Machine Learning für IRBA-Ratingverfahren
Analyse des EBA-Follow-up-Reports zur Anwendung von Machine Learning in der IRBA-Kreditrisikomodellierung – Chancen, Herausforderungen und regulatorische Anforderungen.
Autoren: Manfred Puckhaber, Prof. Dr. Dirk Schieborn
Publikation: banking.vision – Blog von msg for banking
Erscheinungsjahr: 2023
Zusammenfassung
Der Beitrag analysiert den Follow-up-Report der Europäischen Bankenaufsichtsbehörde (EBA) zur Anwendung maschineller Lernverfahren in der IRBA-Kreditrisikomodellierung. Im Mittelpunkt steht die Frage, wie Banken ML-Verfahren – insbesondere zur PD-Schätzung – einsetzen können, ohne dabei regulatorische Anforderungen zu verletzen.
Zentrale Themen
Methodische Stärken und Grenzen: ML-Verfahren können gegenüber klassischen Ratingmodellen bessere Trennschärfen erzielen, erfordern aber aufwändigere Validierungs- und Dokumentationsprozesse.
Interpretierbarkeit: Ein angemessenes Gleichgewicht zwischen Modellleistung und Erklärbarkeit der Ergebnisse ist für die regulatorische Abnahme zwingend erforderlich.

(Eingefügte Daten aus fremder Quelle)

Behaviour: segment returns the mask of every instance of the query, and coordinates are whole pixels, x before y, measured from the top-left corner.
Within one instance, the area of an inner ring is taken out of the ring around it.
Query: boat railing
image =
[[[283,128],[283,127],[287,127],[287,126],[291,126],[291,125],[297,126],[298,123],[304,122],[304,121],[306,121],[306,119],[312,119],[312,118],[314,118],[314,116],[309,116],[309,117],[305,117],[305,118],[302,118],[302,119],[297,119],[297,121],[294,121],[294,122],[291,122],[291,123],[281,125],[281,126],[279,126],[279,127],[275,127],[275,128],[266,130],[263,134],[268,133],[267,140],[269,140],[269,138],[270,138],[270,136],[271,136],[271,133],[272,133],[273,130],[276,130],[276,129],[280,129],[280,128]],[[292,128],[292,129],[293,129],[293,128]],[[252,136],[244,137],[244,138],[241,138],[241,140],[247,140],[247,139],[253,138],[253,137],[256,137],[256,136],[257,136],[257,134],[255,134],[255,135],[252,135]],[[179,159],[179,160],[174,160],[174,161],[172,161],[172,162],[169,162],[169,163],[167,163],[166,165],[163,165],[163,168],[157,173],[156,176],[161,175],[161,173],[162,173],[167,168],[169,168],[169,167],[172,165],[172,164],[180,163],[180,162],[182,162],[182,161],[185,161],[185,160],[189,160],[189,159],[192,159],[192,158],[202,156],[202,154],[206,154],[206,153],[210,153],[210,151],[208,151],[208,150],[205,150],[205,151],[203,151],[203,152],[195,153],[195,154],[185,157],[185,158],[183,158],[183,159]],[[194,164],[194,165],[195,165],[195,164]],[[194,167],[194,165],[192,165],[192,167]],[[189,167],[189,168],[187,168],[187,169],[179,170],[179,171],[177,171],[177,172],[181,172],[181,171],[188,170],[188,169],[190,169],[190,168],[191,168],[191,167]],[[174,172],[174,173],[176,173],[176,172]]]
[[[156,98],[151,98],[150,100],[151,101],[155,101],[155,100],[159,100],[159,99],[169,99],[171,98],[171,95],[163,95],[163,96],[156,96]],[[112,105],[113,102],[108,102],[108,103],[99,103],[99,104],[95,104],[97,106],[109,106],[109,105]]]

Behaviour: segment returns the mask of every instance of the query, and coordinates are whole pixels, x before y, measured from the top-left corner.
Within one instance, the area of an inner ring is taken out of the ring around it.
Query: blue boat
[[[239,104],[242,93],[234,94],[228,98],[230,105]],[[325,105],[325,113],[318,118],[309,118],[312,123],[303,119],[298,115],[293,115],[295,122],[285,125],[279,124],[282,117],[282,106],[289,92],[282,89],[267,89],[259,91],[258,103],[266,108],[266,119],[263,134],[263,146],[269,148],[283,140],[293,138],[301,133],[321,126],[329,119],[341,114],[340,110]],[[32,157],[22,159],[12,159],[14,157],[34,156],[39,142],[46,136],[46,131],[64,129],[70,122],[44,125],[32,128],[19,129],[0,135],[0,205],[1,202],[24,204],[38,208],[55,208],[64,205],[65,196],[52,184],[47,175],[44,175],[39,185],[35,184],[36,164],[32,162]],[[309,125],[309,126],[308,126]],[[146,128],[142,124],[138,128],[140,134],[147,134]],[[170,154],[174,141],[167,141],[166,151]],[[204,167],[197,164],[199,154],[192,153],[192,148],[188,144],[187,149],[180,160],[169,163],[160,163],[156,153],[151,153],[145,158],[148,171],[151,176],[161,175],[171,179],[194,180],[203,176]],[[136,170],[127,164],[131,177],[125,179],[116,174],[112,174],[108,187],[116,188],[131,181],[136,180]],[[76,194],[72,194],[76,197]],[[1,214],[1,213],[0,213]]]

Der SHAP-Ansatz wird als zentrales Werkzeug zur Verbesserung der Modellinterpretierbarkeit hervorgehoben.
Regulatorischer Rahmen: Der Artikel beleuchtet die Wechselwirkungen mit CRR/CRD sowie dem EU AI Act, der für IRBA-Verfahren als Hochrisikosystem gelten kann.
EBA-Empfehlungen: Umfassende Modelldokumentation, Anforderungen an Team-Expertise, rigorose Out-of-Sample- und Out-of-Time-Tests sowie SHAP-gestützte Erklärbarkeit.